2025年FIA F2ラウンド13のフィーチャーレース(レース2)がカタールのルサイル・インターナショナル・サーキットで行なわれた。優勝したのはヴィクトー・マルタンス(ARTグランプリ)で、2位となったレオナルド・フォルナローリ(インヴィクタ)がシリーズチャンピオンに輝いた。
今季のF2もいよいよ終盤戦。ランキング首位につけるフォルナローリはスプリントレースで6位に入り、フィーチャーレースではポールポジションからのスタート。タイトル争いのライバルであるジャック・クロフォード(DAMS)、リチャード・フェルシュホー(MPモータースポーツ)、ルーク・ブラウニング(ハイテックTGR)が揃って中団〜下位のグリッドとなったことから、このレースの結果次第ではアブダビのヤス・マリーナでの最終ラウンドを前にフォルナローリの戴冠が決まる可能性もある状況だった。
スタートでは2番グリッドのマルタンスが良い蹴り出しを見せてトップに。フォルナローリ、ロマン・スタネック(インヴィクタ)と続いたが、5周目にはアレックス・ダン(ローディン)がスタネックを抜き3番手に浮上した。
計32周でタイヤ交換義務があるフィーチャーレースは、早くから動きを見せた。6周でフォルナローリ、ダンら上位陣がピットインすると、トップのマルタンスもそれに反応するような形でピットストップを行ない、事実上の首位をキープした。
そんな中、中団を走っていた宮田莉朋(ARTグランプリ)がトラブルによりストップ。今週末ノーポイントでカタールを後にする事になった。

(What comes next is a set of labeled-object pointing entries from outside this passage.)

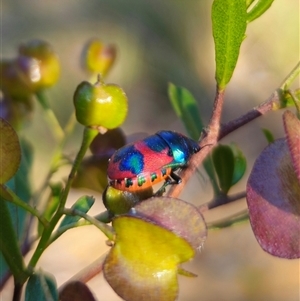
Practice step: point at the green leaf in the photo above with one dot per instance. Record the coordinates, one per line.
(41, 286)
(229, 25)
(9, 245)
(20, 184)
(10, 151)
(52, 204)
(223, 160)
(186, 108)
(258, 9)
(268, 135)
(83, 204)
(240, 164)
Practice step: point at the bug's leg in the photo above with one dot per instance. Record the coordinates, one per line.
(171, 180)
(175, 177)
(162, 189)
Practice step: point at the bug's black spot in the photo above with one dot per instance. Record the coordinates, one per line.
(153, 176)
(130, 159)
(128, 182)
(141, 181)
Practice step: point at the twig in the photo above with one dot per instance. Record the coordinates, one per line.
(209, 140)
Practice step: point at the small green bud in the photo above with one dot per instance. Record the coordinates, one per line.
(100, 105)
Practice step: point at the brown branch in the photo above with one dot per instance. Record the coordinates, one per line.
(210, 139)
(215, 132)
(272, 102)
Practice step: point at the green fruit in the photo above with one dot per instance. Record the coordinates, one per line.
(100, 105)
(120, 202)
(98, 57)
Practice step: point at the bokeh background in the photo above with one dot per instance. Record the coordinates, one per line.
(160, 42)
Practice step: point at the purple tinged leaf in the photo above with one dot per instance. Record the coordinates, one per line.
(273, 192)
(292, 130)
(182, 218)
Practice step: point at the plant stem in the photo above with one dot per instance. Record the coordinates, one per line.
(107, 230)
(88, 137)
(291, 77)
(209, 141)
(18, 202)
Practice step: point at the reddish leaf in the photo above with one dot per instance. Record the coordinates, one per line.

またレースが折り返しを迎えようという頃、オリバー・ゲーテ(MPモータースポーツ)がストップしたことで短時間ではあるがセーフティカー(SC)が出動。これがレース展開に大きな影響を与えた。
この時点でステイアウトしていたドライバーの中で、17番グリッドスタートのアービッド・リンドブラッド(カンポス)は、SCラン中にタイヤ交換を行なうことで表彰台争いの集団に入り込むことができたが、オプションタイヤで残り長い周回数を耐え抜く必要があった。一方でディノ・ベガノビッチ、ブラウニングのハイテック勢はステイアウトし、ここから再び後続にギャップを築き直す戦略を採った。
残り5周でベガノビッチ、その後ブラウニングがピットに入ると、マルタンスがついに首位復帰。2番手はフォルナローリで、3番手は5秒のタイムペナルティを受けることが決まっているダン、4番手はリンドブラッドとなった。
マルタンスはそのまま逃げ切りトップチェッカー。今季初勝利を挙げた。そして2位でチェッカーを受けたフォルナローリが、2025年のF2チャンピオンに輝いた。彼にとっては、昨年のF3タイトルに続いて2年連続の戴冠だ。3位はダンだった。